A change in the outcome of any of these or other variables with respect to the development of any of our drug product candidates could significantly change the costs and timing associated with the development of that drug product candidate. Further, our operating plans may change in the future, and we may need additional funds to meet operational needs and capital requirements associated with such operating plans.

Until such time, if ever, as we can generate substantial product revenue, we expect to finance our cash needs through a combination of public or private equity offerings, debt financings, collaborations, strategic partnerships or marketing, distribution or licensing arrangements with third parties and grants from organizations and foundations. If we raise additional funds by selling shares of our common stock or other equity-linked securities, the ownership interest of our current stockholders will be diluted. New investors may demand rights, preferences or privileges senior to those of existing holders of our common stock. If we issue debt securities, we may be required to grant security interests in our assets, could have substantial debt service obligations, and lenders may have a senior position (compared to stockholders) in any potential future

bankruptcy or liquidation. We may seek to access the public or private capital markets whenever conditions are favorable, even if we do not have an immediate need for additional capital at that time. If we raise additional funds through collaborations, strategic alliances or marketing, distribution or licensing arrangements with third parties, we may have to relinquish valuable rights to our technologies, future revenue streams or drug product candidates or to grant licenses on terms that may not be acceptable to us. Additionally, corporate collaboration and licensing arrangements may require us to incur non-recurring and other charges, give up certain rights relating to our intellectual property and research and development activities, increase our near and long-term expenditures, issue securities that dilute our existing stockholders, issue debt which may require liens on our assets and which will increase our monthly expense obligations, or disrupt our management and business.

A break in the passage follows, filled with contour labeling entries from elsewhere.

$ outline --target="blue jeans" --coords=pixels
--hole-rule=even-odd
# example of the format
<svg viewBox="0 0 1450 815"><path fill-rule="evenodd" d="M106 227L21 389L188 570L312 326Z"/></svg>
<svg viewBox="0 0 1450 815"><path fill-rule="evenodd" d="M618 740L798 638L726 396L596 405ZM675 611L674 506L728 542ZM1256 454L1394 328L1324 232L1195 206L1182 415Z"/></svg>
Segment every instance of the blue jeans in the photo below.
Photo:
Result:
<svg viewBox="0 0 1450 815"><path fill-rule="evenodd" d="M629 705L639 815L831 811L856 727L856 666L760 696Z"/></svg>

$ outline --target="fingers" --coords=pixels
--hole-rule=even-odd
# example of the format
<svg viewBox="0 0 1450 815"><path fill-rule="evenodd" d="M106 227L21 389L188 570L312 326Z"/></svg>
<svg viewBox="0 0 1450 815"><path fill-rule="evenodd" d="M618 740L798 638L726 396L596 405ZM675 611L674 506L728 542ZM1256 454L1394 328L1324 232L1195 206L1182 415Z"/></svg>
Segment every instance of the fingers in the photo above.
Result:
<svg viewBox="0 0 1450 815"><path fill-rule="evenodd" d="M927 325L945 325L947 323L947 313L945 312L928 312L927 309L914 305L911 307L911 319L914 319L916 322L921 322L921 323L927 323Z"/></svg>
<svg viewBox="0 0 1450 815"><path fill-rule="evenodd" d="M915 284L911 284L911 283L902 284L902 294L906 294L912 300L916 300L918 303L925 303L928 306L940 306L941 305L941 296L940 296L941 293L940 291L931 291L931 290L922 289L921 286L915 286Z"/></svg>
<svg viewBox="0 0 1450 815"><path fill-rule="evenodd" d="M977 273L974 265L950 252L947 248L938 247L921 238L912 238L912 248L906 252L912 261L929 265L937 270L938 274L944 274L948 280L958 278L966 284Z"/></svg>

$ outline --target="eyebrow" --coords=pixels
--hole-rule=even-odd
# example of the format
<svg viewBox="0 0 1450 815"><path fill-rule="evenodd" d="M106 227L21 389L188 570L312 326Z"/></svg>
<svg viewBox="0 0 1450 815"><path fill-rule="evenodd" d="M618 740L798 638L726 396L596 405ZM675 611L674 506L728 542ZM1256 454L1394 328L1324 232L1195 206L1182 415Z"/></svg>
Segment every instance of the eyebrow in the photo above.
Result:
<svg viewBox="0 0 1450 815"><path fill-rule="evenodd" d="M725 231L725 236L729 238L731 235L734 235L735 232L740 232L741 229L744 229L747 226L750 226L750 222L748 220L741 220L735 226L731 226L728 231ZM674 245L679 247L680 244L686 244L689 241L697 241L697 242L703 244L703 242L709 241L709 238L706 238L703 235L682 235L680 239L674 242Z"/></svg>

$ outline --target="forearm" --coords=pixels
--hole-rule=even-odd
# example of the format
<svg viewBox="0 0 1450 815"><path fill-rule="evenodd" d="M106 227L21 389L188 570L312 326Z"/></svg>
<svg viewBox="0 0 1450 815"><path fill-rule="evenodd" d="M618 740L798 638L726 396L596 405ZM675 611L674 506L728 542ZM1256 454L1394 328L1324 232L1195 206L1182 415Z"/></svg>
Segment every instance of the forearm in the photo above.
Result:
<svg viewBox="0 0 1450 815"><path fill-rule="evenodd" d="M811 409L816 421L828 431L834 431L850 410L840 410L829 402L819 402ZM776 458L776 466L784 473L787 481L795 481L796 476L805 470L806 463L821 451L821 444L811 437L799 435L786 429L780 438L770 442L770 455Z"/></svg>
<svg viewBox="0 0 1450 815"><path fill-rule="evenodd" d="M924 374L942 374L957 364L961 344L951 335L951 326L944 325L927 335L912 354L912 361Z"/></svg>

If we are unable to raise additional capital when needed, we may be required to curtail the development of our technology or materially curtail or reduce our operations. We could be forced to sell or dispose of our rights or assets. Any inability to raise adequate funds on commercially reasonable terms could have a material adverse effect on our business, results of operation and financial condition, including the possibility that a lack of funds could cause our business to fail, dissolve and liquidate with little or no return to investors.

Principal Commitments

There have been no material changes to our contractual obligations and commitments as described in Management's Discussion and Analysis of Financial Condition and Results of Operations in Item 7 of our 2024 Annual Report. Additional information regarding the BI Collaboration and License Agreement, the amendment to our Einstein License, and the second amendment to our License Agreement with MIL 40G, LLC, may be found in Notes 11 and 13 to our condensed consolidated financial statements in this Quarterly Report on Form 10-Q.